Pastor Gilead talk all the things that cool my mind that day. But you know how it is with that kind of talk, if you talk it plenty, your body will begin to feel like doing it. So as he is looking me in my eye and talking the sexing talk and Am looking in his eye, somehow somehow, the thing catch us at the same time and it happen. If to say he did not do all the things Am wishing my own husband is doing, maybe it could have easy to say no or stop. But by then my mind have fly comot from that place to bad bad places.
Am not prouding of what happened. Am not prouding that after 3 years, it is only the time that Pastor Gilead touch me that I pregnant. I did not plan to pregnant for him or hide it all these years until your amebo sister, I don’t know how she carry and know this thing, begin opening her mouth. And me, you know me I cannot lie. I could have swear to God inside NKST church that it is all lie and you will never know that it is lie, because you and Pastor Gilead resemble very well and Blessed nose and ears resemble your own. Am not a liar. I can do any other thing but to lie, face to face like this, I cannot.
My mother is still throwing curse on my head everyday for greeing that Blessed is not your own. Me I have talk my own and my mind is clear.
I have pack from your flat in Makurdi, me and Blessed that you nearly kill. Your sister want to cause fight because I want to carry the TV back to Anguhar, so I tell her she can go and chop the TV and the rug and the cushion all. Does she know my story? It is so so fight that she knows. Let her go and find husband instead of chooking mouth in people matter.
They have drive Pastor Gilead from being pastor in NKST. He was telling me to come and follow him so that we can marry and I can pregnant again. But last month, a small girl in evangelism group pregnant and she say it is for Pastor Gilead. Me I cannot fight small girl because of man, so I have leave him to pregnant anybody he want to pregnant.
I know sorry cannot cancel everything that have happen and put you in crase people hospital, but sorry.
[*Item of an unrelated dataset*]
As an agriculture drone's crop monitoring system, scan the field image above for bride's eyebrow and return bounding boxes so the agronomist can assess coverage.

Even though I have tell you that you have hand in the whole thing, it is me that allow the devil inside Pastor Gilead trouser to enter me. So sorry. I don’t want bad blood between me and you anytime they release you.
Should in case they release you, Am in my mother place in Anguhar. And I carried two standing fan. Should in case you want it, just come and I will give you back.
I will change back to my father name as everything have scatter between us. My uncle will return the money you pay on top my head to your people this week so that should in case person see me and like me, he can marry me. It will be hard, but my body have not too spoil like that as it is only one child I born.
I hope they are treating you fine. I could have come there, but shame is still catching me after everything. My only worry is that if they let you tey in that crase people house, your crase can come and permanent. Because now, I know that it is only a very serious vex that is doing you. Only one question that is doing me. Why do you change your name inside the crase people house?